医療廃棄物とバイオハザードマーク

血液や体液などで汚染された感染性廃棄物は、性状によって分けて捨てる。その目印が赤・橙(オレンジ)・黄の3色のバイオハザードマーク。赤=液状・泥状(血液・体液)、橙=固形状(汚染されたガーゼなど)、黄=鋭利なもの(注射針・メス)という色分けと、容器の選び方・針刺し事故の防止までを、図ではなく文章で読んで学ぶ。

1感染性廃棄物とバイオハザードマーク

血液や体液で汚染された感染性廃棄物は、ふつうのゴミと分けて処理する必要がある。その目印がバイオハザードマークで、廃棄物の性状によって赤・橙(オレンジ)・黄の3色に分けられる。

感染性廃棄物のバイオハザードマークは、廃棄物の性状に応じて赤(液状・泥状の血液や体液)・橙(固形状の汚染ガーゼや手袋)・黄(鋭利な注射針やメス)の3色に分けられる。色を見れば中身の性状がわかり、安全な分別・処理につながる。

動物病院では、血液・体液や、それらが付着した器材など、感染のおそれがある廃棄物(感染性廃棄物)が出る。

これらは、家庭の一般ゴミと同じには捨てられず、決められた方法で分別・処理しなければならない。

感染性廃棄物であることを示す目印が、バイオハザードマークである。

バイオハザードマークは、廃棄物の性状(どんな状態か)によって、赤色・橙色(オレンジ)・黄色の3色に分けて使われる。

色を見れば中身の性状がわかるようになっており、安全な取り扱い・処理のために重要である。

2赤色マーク(液状・泥状)

赤色のバイオハザードマークは、液状・泥状の感染性廃棄物を表す。血液・血清・体液などが該当し、液もれを防ぐためプラスチック製などの密閉できる容器に入れる。

赤色のバイオハザードマークは、液状・泥状の感染性廃棄物に使う。

具体的には、血液、血清、血液製剤、体液など、流れる・どろどろした状態のものが該当する。

液体が漏れるのを防ぐため、これらはプラスチック製などの、しっかり密閉できる容器に入れて保管・処理する。

『赤=液状・泥状(血液・体液)、容器はプラスチック(密閉)』と覚える。

3橙色(オレンジ)マーク(固形状)

橙色(オレンジ)のバイオハザードマークは、血液や汚染物が付着した固形状のものを表す。血液のついたガーゼ・紙くず・手袋・おむつなどが該当し、ビニール袋などに入れて保管する。

橙色(オレンジ)のバイオハザードマークは、固形状の感染性廃棄物に使う。

血液や汚染物が付着した固形のもので、たとえば血液のついたガーゼ、紙くず、使い捨て手袋、汚染されたおむつなどが該当する。

これらは、ビニール袋などに入れて保管・処理する。

『橙=固形状(血液などが付着したガーゼ・紙くずなど)』と覚える。

4黄色マーク(鋭利なもの)

黄色のバイオハザードマークは、血液や汚染物が付着した鋭利なものを表す。注射針・メス(刃)・割れたガラス片などが該当し、刺さったり貫通したりしない、丈夫な(耐貫通性の)専用容器に入れる。

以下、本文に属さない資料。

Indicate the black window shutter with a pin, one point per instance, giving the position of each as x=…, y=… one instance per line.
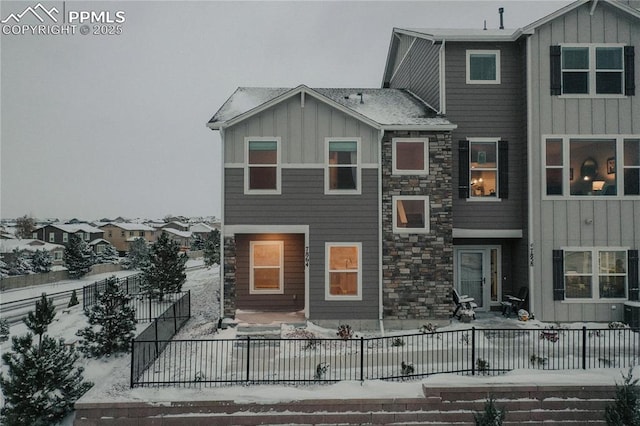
x=558, y=275
x=633, y=275
x=629, y=71
x=555, y=67
x=503, y=169
x=463, y=169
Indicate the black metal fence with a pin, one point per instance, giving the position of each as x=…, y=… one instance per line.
x=473, y=351
x=130, y=285
x=149, y=344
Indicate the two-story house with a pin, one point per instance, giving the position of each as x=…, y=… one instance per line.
x=328, y=193
x=122, y=234
x=546, y=154
x=524, y=173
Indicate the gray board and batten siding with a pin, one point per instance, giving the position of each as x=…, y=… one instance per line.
x=488, y=110
x=586, y=222
x=330, y=218
x=416, y=66
x=302, y=130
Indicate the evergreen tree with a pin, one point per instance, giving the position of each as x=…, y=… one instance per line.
x=108, y=255
x=42, y=383
x=112, y=323
x=212, y=248
x=4, y=330
x=625, y=410
x=25, y=226
x=41, y=261
x=166, y=270
x=78, y=257
x=138, y=255
x=38, y=321
x=491, y=416
x=74, y=299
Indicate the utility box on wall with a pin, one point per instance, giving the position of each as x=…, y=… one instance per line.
x=632, y=314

黄色のバイオハザードマークは、鋭利な(とがった・刃のある)感染性廃棄物に使う。

血液や汚染物が付着した鋭利なもので、注射針、メス(刃)、割れたガラスの破片などが該当する。

これらは、刺さったり容器を突き破ったりしないよう、丈夫で貫通しにくい(耐貫通性の)専用の容器に入れる。

鋭利物はけがや針刺し事故の危険が大きいため、3色のなかでもとくに取り扱いに注意する。

『黄=鋭利物(針・メス)、丈夫な耐貫通容器』と覚える。

5廃棄物の分別・処理と看護

感染性廃棄物は性状ごとに正しいマーク・容器へ分別する。とくに注射針は、針刺し事故を防ぐため使用後にキャップを戻さず(リキャップ禁止)、その場で耐貫通容器へ廃棄する。保管場所は表示し、関係者以外が触れないようにする。

感染性廃棄物の処理では、まず性状(液状・固形・鋭利)に合わせて、正しい色のマークと容器に分別することが基本となる。

とくに重要なのが鋭利物(黄色)の扱いで、注射針は使用後にキャップを戻そうとして自分の指を刺す『針刺し事故』が起こりやすい。

これを防ぐため、使用後の針はキャップを戻さず(リキャップ禁止)、その場ですぐ耐貫通性の専用容器へ捨てる。

また、感染性廃棄物の保管場所には、感染性廃棄物であることがわかる表示をし、関係者以外が触れないように管理する。

動物看護師は、これらの分別・廃棄を正しく行い、自分や周囲の感染・けがを防ぐ役割をもつ。